くすりの話 「オメガ3脂肪酸」って?
執筆/藤竿 伊知郎(外苑企画商事・薬剤師)
監修/金田 早苗(全日本民医連薬剤委員会・薬剤師)
読者のみなさんから寄せられた質問に薬剤師がお答えします。
今回の質問は「脂肪酸」についてです。
植物油由来や「オメガ3脂肪酸」などと称するサプリメントが売れています。今回は脂肪を構成する「脂肪酸」について解説します。
脂肪酸は、その中に含む炭素の二重結合の数によって「飽和脂肪酸」「一価不飽和脂肪酸」「多価不飽和脂肪酸」に分けられます。多価不飽和脂肪酸はさらに、二重結合の位置によって「n-3系脂肪酸」と「n-6系脂肪酸」に分けられます(表)。この「n-3系」「n-6系」が「オメガ3」「オメガ6」とも呼ばれます。
かつて、動物性脂肪は動脈硬化や心臓病の原因となるので、コレステロール値を下げる植物油を摂るよう健康指導されていました。リノール酸を多く含む紅花(サフラワー)油が1970年代にブームとなり、各社が競ってサラダ油やマーガリンの製品宣伝を繰り広げました。50代以上の人は「リノール酸が健康にいい」と記憶にすり込まれています。
植物油は健康にいい?
20世紀後半、経済発展とともに油脂の消費量は増えました。1960年に1人1日12gだった植物油供給量は現在38g、3.2倍に増加しています。一方、ラード(豚脂)など動物性油脂は“リノール酸キャンペーン”もあって、70年代から消費量を減らし、現在では供給量ベースで全体の3%にとどまっています。

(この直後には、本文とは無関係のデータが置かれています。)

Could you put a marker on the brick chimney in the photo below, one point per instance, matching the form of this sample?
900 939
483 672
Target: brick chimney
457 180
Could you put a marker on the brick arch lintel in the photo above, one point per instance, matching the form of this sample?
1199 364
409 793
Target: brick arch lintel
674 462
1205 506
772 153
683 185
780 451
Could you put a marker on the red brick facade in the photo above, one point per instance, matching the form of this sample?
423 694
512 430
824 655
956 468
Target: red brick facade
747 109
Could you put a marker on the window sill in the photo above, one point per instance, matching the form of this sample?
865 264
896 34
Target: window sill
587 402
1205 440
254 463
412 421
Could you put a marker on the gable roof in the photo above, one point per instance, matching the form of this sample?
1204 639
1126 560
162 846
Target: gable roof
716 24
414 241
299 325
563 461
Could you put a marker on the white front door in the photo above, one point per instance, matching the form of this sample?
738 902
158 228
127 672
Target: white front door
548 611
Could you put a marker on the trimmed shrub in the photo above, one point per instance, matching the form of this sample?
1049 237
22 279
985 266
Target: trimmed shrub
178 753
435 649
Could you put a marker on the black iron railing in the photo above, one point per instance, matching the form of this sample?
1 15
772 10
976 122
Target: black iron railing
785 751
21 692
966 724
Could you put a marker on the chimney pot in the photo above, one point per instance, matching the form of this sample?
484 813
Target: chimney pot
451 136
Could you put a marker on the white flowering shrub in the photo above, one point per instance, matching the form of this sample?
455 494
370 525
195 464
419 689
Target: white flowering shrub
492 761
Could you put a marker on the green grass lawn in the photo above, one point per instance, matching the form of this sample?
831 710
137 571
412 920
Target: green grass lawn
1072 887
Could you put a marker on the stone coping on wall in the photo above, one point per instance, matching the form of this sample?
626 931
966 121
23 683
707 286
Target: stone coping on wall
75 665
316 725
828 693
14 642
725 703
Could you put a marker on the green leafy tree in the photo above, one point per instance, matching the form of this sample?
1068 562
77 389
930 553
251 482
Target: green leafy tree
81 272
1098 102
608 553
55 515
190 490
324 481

実は食品から摂る「n-6系脂肪酸/n-3系脂肪酸」の比率を下げることが、アレルギーやがんの予防に有効であることが明らかになってきました。アレルギー反応は、花粉などのアレルゲンの侵入により、体内で炎症メディエーターが放出されて広がります。リノール酸(n-6系脂肪酸)からつくられる炎症メディエーターは非常に強力で、アレルゲンが排除されたあとも持続的に作用します。それに対しα-リノレン酸などn-3系脂肪酸はその作用を抑える働きがあるのです。
日本脂質栄養学会は、早くからリノール酸削減と「n-6/n-3」バランスの重要性を指摘していました。
リノール酸の過剰摂取は、がんや心臓・血管系疾患の原因ともなることが知られています。脂肪の総量を抑えつつ、脂肪酸の種類を考えて偏らない利用が大切です。
和食中心にバランスよく
「オメガ3脂肪酸」と称するn-3系脂肪酸を、えごま油やアマニ油から摂ることを勧める健康食品の宣伝も見受けられます。また、炎症反応に中立のオレイン酸を多く含むオリーブ油などが押し出され、地中海食とともに評判を高めています。
脂質の役割についての研究はまだまだ発展途上です。値段の張る健康食品や特別な油を買うより、日頃からリノール酸の摂取を控え、魚料理や伝統的な和食中心の食事を心がけるほうがお得だと考えます。